Rust-lang CI issues

This document shortly documents various problems that plague the CI of rust-lang/rust. I don't propose any solutions, just enumerate what I consider to be problematic aspects of our CI.

Amount of (wasted) work

  • We rebuild the universe from scratch, even if we change a single comment in code that does not change functionality. More generally, we do not have almost any caching in CI, apart from caching the root Docker images on Linux and using sccache for LLVM builds.
  • We also recompile dependencies many times. We build a bunch of tools and crates in the dist builders, and AFAIK they do not share their target directories, therefore they compile the same dependencies many times. I checked a random dist build and it built the same version of syn around 6 times.
  • For every rollup, we unroll each PR out of that rollup and run a separate Linux try build for it. This is done unconditionally even if the PR is not marked as a regression in any way, and in fact we never run any benchmarks on most of these unrolled PRs. However, this can also help bisects, not just perf.
  • We build all dist artifacts on each merge. Most of these artifacts won't ever be used by anyone, outside of those that are tagged as nightly/beta/stable. That being said, it does make development and maintenance of rustc simpler, and allows quick bisection. So it is probably worth it. But do we really need to build rust-analyzer for every PR?
  • Our CI success rate of auto builds is barely above 50%. That means that we waste essentially half of our spent CI time.
  • Our builds are embarrassingly parallel, which means that they do a lot of duplicated work. The most prominent example is doing the initial stage1 build on all runners.
  • We are very benevolent in adding new CI jobs and additional work to do in our CI. While this is good for Rust users, it does increase our CI costs. We also build CI artifacts for all kinds of targets (like the S390x IBM mainframe target).
  • The Rust compiler is notoriously not stellarly fast, especially for clean builds.
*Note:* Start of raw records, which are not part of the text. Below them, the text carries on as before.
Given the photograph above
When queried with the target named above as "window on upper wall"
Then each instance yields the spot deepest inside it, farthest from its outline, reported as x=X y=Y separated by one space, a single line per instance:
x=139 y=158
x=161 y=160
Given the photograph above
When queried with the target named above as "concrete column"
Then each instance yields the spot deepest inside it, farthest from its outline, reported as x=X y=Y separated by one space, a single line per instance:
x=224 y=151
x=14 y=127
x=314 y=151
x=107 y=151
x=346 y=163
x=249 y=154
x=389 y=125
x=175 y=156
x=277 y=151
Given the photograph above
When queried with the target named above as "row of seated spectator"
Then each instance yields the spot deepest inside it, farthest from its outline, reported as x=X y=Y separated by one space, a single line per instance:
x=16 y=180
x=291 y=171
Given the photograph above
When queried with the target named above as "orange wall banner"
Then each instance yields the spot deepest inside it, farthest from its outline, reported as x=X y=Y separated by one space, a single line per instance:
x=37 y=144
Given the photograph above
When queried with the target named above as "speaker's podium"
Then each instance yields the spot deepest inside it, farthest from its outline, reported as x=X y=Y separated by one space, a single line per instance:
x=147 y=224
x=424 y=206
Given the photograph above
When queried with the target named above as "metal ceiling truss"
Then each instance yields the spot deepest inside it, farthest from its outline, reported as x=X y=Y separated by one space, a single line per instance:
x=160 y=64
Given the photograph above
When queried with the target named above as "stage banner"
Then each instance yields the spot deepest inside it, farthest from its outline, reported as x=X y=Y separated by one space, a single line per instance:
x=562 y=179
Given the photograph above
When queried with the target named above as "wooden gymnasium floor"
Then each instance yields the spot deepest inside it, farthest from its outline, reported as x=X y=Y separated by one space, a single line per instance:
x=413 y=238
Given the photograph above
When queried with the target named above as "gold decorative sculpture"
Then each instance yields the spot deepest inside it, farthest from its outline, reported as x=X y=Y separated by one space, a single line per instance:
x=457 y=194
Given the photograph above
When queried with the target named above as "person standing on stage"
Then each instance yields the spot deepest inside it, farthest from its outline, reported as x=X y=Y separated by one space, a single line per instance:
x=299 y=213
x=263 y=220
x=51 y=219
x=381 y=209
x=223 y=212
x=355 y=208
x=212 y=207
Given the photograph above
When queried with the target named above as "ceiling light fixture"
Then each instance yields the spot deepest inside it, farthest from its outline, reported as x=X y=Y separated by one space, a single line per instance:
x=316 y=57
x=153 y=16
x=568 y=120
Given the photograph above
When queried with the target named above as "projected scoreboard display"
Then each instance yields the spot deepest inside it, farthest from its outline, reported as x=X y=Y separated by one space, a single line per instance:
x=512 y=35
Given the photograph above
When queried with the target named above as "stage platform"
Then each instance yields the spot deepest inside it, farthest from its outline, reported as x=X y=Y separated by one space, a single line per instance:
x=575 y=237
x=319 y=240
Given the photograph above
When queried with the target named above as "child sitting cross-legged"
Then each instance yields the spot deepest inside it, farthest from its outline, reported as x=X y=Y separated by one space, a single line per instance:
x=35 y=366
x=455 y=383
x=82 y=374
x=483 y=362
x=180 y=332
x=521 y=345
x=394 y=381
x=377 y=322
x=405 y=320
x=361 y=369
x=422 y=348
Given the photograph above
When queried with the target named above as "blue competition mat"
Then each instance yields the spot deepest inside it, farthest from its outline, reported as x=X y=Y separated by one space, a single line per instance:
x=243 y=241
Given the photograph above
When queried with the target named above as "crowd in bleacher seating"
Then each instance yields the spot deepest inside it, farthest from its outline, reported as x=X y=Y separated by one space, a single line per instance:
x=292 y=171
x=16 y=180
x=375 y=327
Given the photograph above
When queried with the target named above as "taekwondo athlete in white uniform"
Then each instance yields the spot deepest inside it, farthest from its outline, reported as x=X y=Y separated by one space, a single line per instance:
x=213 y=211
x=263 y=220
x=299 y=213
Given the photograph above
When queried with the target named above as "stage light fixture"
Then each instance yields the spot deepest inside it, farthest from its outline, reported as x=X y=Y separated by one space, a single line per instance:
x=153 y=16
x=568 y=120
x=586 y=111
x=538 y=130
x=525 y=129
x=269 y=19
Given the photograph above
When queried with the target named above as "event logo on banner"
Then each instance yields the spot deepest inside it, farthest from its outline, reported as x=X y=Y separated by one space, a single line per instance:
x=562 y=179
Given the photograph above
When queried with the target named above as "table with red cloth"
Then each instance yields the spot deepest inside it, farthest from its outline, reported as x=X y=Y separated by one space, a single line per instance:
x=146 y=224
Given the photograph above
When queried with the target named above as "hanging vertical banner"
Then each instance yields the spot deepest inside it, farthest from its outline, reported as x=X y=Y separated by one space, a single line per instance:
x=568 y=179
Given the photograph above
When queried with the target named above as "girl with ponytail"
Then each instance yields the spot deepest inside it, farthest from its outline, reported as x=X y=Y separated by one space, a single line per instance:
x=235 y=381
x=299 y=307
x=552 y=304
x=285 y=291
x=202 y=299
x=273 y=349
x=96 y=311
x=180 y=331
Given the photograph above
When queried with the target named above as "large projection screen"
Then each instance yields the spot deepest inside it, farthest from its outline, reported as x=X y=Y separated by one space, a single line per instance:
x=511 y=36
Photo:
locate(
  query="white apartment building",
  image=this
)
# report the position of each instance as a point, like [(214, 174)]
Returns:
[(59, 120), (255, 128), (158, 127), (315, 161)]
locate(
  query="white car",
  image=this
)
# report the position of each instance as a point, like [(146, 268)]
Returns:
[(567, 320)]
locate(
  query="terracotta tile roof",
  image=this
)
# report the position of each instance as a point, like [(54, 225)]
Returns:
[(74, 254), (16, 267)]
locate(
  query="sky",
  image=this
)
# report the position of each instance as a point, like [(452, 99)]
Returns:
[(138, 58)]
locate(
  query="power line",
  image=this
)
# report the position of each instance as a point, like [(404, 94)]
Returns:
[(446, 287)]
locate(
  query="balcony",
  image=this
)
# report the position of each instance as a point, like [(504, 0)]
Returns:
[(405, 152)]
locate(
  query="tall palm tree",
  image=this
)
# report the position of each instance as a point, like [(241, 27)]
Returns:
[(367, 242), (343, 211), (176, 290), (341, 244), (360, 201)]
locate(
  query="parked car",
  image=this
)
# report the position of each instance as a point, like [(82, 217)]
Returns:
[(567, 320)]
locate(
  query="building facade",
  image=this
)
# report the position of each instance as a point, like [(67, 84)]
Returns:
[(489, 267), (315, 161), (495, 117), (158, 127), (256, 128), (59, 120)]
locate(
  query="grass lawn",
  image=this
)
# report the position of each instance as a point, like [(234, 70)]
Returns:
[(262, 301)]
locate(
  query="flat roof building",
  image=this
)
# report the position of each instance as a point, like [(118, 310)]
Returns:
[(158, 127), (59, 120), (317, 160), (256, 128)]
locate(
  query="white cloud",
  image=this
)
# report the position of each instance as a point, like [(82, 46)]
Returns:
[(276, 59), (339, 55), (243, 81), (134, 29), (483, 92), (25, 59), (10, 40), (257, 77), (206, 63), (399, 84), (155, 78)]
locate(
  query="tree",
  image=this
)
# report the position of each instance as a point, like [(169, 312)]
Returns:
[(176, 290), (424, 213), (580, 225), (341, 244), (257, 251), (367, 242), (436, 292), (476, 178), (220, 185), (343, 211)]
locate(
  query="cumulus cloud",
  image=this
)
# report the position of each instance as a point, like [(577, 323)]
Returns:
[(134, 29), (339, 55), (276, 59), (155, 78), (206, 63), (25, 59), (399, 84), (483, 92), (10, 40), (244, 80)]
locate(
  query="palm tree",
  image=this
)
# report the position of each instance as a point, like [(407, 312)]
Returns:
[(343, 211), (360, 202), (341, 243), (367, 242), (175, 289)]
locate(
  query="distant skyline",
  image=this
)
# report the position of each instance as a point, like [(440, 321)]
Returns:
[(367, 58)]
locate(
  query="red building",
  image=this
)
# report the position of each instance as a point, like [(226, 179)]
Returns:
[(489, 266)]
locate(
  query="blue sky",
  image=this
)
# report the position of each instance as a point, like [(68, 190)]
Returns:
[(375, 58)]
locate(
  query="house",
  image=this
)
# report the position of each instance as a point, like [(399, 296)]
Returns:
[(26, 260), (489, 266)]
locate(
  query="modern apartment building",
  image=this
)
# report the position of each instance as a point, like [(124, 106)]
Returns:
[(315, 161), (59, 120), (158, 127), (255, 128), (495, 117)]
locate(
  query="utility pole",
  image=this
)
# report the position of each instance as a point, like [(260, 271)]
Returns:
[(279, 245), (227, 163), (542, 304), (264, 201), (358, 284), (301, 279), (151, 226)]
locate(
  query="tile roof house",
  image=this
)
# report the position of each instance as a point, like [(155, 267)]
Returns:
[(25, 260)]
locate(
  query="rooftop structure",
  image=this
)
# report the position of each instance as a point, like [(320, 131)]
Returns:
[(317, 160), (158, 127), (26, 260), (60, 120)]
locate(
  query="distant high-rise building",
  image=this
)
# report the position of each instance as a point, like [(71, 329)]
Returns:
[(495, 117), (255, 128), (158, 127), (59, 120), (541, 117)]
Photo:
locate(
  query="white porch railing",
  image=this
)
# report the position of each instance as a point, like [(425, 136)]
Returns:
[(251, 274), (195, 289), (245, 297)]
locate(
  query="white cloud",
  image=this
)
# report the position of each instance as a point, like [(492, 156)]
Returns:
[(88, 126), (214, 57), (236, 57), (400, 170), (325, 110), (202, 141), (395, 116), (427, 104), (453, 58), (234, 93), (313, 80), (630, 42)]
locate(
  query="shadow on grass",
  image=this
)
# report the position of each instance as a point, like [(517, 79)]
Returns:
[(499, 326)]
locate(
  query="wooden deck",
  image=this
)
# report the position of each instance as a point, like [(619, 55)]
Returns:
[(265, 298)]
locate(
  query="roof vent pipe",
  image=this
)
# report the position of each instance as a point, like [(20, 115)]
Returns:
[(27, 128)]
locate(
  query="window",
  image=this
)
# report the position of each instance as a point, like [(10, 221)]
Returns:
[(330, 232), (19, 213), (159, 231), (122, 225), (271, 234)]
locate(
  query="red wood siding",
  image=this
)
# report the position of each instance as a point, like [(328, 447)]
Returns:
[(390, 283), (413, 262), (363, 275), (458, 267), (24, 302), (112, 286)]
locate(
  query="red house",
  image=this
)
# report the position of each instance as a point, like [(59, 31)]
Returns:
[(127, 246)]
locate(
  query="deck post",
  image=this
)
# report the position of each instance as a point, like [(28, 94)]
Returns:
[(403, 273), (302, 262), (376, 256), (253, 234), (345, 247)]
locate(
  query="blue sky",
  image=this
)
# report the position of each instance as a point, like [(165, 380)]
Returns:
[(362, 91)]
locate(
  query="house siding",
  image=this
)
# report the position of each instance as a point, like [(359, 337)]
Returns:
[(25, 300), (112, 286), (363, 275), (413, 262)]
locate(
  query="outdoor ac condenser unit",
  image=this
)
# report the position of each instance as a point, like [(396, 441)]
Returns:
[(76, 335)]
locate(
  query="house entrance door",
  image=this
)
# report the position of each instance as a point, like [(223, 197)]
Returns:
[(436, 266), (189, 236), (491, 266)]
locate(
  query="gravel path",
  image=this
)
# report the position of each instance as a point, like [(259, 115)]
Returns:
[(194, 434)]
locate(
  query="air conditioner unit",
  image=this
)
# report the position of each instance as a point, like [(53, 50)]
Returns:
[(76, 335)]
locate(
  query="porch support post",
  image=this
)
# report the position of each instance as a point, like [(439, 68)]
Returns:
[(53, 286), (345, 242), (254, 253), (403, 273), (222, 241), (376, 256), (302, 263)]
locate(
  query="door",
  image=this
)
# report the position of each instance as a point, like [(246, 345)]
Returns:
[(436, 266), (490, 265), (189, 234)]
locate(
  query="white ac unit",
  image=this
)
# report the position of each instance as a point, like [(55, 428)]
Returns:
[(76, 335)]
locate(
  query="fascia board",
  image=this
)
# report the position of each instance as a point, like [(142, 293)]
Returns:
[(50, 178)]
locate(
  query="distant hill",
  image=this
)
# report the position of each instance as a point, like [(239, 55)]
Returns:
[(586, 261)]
Its speed fundamentally also affects the speed of our CI. The CI could benefit from better optimizing the compiler, or at least configuring it to be faster (e.g. by using the LLD linker across the board).

Maintainability

  • It is very difficult to figure out "what does our CI run". The definition of CI jobs is spread across literally hundreds of files: jobs.yml, ci.yml, calculate-job-matrix.py, one Makefile, tens of bash scripts, tens of Dockerfiles and also essentially the whole of bootstrap.
  • It is not easy to perfectly reproduce CI jobs locally. While for Linux jobs it works ok-ish, you still cannot currently easily execute the same thing as on CI, mostly because of missing/different environment variables.
  • Docker files are not deduplicated. We have tens of Dockerfiles for Linux jobs, that have almost arbitrary versions of their base image, and install arbitrary version of dependencies, without any shared common base. This makes it challenging to regularly update these images, and to maintain them.

Observability

  • We don't really know what tests do we even run on CI. Are any important tests skipped? Do we run all tests on all Tier 1 targets? Hard to say. We do in fact store this information (metrics.json), but don't have any tooling to visualize it in an aggregated way or do send alerts if something regresses (see below).
  • We don't know what exact amount of resources do we spend. This recently got better with DataDog integration, but it's still quite basic, as we don't yet have information about what parts of the CI job do we spend the most time on.
  • We do not have any CI alerts. It happened a few times that the time/consumed resources of some of our CI jobs regressed heavily, without anyone noticing for a few days/weeks (it's possible that such regressions also happened with the actual tests that we run, maybe we started skipping something important!).